I rode into Chinatown today because I had a Dental cleaning at Tufts.
I have been thinking a lot about the family that lost their 2 year old girl recently. I thought about how we had passed by where they had parked, because all the spaces were filled and instead Grace parked over in front Of Josiah Upper School. I took Noah into JQS BCYF to learn some Volleyball from Jerell and then Grace had brought Jonah in later. Grace went to an acupuncture appointment and then I started teaching my Kung Fu class t 1pm.
The Car accident on Nassau street happened around 1:18pm
I thought that, "I hope the family wasn't someone we knew." But even if it was someone we didn't know it is still a horrible thing that happened to a family that was doing exactly what we were doing, parking, getting out, going to do whatever Chinatown things you do.
And when the family picture was released, I realized that I knew the mother from one of those parenting groups I had done at BCNC.
Today, on Monday, from a distance I am pretty sure I saw her, the mother, get out of a car and cross the street. Dressed in black. Her walk was strong and determined. In the car were faces I didn't recognize also dressed in black. Sad yes, but they were in autopilot I have to do this mode.
A woman held a bag full of clothes labelled Gymboree, not the mother, she was already across the street. The clothes, my guess were the clothes of the child, because all of those must be gotten rid of. Anybody that passes away, according to tradition, you bag up all their belongings and get rid of them.
I was amazed at how strong the young mother's walk was. I paused on my bike. But I did not call out to her. Sometimes I wonder if offering condolences are helpful or hurtful.

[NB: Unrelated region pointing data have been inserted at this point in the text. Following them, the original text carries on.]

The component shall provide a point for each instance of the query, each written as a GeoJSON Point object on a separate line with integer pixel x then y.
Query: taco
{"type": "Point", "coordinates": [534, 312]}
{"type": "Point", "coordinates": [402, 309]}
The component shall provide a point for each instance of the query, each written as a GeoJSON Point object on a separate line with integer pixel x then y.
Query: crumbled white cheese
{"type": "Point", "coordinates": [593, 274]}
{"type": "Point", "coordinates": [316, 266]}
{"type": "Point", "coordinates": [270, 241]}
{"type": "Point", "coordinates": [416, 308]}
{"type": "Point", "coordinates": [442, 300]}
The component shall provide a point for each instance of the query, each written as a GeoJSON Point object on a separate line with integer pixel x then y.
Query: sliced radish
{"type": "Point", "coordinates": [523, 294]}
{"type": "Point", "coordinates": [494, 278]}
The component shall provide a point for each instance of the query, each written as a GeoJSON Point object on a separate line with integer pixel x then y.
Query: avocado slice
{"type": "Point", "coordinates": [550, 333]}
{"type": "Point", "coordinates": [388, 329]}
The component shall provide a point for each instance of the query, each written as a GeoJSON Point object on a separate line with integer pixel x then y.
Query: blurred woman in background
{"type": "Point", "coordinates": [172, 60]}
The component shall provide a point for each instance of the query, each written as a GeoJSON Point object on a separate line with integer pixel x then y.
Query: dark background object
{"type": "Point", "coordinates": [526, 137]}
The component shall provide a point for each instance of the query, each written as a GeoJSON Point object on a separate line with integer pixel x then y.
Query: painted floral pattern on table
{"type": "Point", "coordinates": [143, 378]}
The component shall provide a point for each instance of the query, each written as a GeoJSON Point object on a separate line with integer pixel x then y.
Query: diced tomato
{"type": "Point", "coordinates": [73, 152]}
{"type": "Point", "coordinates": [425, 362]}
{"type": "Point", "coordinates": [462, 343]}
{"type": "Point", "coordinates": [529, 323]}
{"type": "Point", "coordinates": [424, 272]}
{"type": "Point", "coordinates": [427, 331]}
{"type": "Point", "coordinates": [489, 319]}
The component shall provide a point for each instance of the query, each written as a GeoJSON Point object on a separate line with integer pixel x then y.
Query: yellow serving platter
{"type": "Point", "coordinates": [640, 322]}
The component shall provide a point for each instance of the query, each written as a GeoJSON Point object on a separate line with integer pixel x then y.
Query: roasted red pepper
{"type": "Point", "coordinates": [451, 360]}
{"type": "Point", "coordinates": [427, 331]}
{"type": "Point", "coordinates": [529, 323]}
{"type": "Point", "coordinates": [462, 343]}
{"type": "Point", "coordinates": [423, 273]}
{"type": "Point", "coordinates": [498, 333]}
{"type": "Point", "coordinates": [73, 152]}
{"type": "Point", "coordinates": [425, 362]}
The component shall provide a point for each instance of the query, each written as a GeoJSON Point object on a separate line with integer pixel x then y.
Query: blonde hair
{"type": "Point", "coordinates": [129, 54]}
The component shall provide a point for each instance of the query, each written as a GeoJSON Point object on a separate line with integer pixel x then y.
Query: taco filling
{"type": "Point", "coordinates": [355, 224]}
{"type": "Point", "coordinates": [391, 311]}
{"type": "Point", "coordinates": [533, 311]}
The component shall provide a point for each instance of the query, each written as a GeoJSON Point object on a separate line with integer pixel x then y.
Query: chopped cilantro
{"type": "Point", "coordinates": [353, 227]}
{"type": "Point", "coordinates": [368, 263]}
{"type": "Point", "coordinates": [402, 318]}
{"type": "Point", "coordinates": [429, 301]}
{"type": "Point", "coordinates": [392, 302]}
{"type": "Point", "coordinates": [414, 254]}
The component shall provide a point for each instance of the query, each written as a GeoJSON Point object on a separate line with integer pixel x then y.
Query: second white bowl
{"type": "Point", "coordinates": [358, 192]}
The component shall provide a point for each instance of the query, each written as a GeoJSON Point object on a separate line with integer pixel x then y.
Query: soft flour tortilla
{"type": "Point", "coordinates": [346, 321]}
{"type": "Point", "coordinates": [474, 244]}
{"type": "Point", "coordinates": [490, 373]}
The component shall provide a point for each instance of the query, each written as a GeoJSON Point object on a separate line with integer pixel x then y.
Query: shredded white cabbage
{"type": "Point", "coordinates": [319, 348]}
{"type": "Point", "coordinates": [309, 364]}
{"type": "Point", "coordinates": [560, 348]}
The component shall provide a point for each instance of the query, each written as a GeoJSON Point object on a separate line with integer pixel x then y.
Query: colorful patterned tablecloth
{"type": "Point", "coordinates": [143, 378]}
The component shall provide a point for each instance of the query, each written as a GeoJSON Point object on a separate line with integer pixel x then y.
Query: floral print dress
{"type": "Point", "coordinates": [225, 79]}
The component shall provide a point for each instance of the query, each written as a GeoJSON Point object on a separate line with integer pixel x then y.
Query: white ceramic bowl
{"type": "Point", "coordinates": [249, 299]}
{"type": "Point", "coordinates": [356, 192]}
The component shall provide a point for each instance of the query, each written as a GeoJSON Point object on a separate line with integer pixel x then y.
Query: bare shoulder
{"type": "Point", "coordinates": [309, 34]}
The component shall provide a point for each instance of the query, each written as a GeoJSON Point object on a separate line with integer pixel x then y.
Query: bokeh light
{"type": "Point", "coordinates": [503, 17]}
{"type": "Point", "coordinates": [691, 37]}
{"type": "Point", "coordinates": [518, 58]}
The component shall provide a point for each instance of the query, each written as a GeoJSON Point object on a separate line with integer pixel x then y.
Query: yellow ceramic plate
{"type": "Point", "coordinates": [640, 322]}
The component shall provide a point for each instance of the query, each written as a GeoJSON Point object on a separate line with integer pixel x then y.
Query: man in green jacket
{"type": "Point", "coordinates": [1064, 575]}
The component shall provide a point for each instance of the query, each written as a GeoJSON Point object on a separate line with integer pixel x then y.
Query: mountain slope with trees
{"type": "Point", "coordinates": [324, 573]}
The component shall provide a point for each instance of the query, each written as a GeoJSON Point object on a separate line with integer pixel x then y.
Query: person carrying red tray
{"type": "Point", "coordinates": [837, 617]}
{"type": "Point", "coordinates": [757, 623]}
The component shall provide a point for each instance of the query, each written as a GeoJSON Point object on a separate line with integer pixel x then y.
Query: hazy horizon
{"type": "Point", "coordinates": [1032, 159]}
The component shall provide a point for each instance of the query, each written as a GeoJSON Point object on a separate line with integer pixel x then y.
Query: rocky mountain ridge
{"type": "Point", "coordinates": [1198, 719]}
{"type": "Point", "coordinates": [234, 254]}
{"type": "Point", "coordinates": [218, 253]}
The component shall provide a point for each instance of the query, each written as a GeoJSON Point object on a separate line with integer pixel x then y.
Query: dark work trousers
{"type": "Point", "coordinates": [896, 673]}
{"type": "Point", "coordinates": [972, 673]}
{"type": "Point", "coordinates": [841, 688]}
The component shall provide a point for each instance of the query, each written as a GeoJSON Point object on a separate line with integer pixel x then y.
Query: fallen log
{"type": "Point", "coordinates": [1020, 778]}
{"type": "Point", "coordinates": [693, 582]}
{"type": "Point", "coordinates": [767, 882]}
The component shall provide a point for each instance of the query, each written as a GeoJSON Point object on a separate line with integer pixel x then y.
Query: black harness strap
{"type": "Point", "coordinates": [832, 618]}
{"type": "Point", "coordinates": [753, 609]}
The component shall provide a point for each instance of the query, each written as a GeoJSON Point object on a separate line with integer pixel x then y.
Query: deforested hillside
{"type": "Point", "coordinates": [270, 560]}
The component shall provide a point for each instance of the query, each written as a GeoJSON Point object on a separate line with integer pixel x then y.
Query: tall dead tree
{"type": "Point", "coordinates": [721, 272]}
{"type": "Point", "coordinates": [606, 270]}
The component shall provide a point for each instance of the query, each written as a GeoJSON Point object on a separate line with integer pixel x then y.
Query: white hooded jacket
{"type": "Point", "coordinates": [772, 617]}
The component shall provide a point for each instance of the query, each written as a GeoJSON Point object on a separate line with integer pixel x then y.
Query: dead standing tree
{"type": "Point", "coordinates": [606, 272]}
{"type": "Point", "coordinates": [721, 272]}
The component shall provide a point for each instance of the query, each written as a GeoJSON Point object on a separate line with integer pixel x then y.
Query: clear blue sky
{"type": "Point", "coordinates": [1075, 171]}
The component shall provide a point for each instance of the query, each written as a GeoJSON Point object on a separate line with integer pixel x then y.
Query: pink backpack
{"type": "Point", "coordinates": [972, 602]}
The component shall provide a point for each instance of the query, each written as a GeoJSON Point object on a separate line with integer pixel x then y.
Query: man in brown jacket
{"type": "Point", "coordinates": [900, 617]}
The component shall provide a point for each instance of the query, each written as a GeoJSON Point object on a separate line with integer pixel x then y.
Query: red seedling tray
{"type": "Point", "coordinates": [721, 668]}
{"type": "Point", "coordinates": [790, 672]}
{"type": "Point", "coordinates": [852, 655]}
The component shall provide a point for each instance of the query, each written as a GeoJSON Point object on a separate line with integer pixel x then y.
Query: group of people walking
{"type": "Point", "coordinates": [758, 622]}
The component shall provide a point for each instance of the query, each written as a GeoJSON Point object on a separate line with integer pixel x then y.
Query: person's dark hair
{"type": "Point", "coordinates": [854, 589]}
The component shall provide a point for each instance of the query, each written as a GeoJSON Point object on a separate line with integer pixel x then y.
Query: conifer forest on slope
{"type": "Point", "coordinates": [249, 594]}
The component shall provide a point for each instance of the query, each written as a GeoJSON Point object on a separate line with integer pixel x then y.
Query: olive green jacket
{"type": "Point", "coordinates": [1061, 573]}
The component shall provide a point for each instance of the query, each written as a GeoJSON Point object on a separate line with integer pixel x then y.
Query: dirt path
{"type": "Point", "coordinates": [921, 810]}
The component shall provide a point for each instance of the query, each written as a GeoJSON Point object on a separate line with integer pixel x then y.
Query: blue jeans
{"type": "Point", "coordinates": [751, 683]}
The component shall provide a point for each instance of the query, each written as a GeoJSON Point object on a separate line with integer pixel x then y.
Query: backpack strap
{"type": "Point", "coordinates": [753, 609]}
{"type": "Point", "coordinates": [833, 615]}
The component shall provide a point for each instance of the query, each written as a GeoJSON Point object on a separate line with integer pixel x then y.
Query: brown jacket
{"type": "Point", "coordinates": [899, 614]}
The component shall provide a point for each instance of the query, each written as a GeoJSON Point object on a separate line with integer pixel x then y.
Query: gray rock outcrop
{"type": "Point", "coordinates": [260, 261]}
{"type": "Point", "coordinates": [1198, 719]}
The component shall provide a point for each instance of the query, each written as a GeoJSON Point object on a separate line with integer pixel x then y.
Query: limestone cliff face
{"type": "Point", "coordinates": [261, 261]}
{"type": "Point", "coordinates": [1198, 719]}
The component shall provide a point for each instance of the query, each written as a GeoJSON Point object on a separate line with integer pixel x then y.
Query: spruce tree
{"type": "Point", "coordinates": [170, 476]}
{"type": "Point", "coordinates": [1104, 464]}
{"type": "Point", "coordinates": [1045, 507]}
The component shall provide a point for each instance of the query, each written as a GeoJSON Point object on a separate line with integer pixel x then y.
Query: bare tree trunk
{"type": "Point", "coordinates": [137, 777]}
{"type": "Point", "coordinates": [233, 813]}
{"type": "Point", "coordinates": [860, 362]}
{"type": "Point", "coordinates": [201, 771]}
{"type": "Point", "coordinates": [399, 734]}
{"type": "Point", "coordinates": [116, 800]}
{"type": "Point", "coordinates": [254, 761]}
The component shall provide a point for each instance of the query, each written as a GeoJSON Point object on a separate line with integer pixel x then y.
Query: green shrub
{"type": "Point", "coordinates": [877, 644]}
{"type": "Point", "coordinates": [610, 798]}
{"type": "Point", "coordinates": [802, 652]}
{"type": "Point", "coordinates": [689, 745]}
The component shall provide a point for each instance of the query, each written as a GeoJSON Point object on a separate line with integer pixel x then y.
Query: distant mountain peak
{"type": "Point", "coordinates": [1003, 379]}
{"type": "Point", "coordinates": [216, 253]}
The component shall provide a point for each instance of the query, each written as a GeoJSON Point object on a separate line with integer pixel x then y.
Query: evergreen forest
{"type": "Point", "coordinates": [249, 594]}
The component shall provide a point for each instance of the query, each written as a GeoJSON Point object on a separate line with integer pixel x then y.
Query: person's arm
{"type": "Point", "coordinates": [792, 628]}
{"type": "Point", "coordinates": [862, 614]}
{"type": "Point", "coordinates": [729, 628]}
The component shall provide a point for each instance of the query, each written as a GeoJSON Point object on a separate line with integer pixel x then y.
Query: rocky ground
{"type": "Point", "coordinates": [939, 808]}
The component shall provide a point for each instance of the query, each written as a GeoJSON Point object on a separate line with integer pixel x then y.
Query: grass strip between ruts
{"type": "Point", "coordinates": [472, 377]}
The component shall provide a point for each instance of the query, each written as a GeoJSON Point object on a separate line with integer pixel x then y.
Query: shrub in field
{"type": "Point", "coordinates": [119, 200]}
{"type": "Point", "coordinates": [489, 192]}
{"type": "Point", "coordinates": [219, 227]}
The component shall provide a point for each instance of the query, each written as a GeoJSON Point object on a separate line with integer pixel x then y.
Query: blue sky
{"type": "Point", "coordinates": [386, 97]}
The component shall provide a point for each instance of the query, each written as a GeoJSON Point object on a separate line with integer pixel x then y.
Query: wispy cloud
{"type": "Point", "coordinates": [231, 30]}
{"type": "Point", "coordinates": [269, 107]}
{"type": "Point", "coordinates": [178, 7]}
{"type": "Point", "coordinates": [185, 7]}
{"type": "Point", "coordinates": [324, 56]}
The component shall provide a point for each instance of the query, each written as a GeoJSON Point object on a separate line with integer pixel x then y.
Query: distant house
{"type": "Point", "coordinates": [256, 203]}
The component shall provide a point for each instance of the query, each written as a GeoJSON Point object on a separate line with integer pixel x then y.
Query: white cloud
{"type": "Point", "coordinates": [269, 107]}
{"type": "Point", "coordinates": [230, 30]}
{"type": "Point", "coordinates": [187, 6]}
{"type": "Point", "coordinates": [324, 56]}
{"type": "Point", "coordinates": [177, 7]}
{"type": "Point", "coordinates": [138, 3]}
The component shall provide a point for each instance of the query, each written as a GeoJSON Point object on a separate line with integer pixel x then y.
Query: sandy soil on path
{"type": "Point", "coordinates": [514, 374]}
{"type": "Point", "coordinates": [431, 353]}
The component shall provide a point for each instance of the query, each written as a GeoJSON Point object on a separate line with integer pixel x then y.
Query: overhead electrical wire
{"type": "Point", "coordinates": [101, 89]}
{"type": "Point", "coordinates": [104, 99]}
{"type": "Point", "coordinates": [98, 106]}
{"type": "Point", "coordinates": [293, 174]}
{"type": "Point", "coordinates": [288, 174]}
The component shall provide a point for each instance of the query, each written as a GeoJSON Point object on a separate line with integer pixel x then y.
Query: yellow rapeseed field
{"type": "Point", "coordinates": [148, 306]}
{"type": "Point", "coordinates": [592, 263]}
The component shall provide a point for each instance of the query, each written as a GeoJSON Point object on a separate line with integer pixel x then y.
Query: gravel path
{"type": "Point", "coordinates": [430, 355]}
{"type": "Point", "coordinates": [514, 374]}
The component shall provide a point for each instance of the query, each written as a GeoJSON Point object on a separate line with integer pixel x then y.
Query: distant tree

At the time I wasn't sure if it was her but now I am pretty sure, because of the black attire and the bagged clothing. Terrible things happen. People suffer. But they also manage to carry on. If not fully on the inside, then on the outside.
I went to the dentist and on the way back into JP I also saw John Barros walking down the street. I circled back around and just in that brief turn around I Chinatown on my bike I saw all sorts of people I knew. I saw Henry Yee's wife, I saw this other guy that I had had a conflict with in the past, I saw the regular local faces going about their day.
Chinatown is a very small community in many ways. If not small... then very connected. Chances are when something happens that you will indeed know those affected, for good or bad. It is like it's own little village.
I wondered if I should even post such a post or talk about such a thing. But then, it is all over the news. After all that is why I even know about it. My post won't help or hurt. It just is. And two days after the young girl's world ended and drastically changed the world of her parents and older sister... it is Monday. Just Monday. I'm not sure that if the fact that the world carries on is something of a comfort or an incredible grief to the family.
Do I wish I could do something to help? Yes of course. But for something like this.. what can you really do?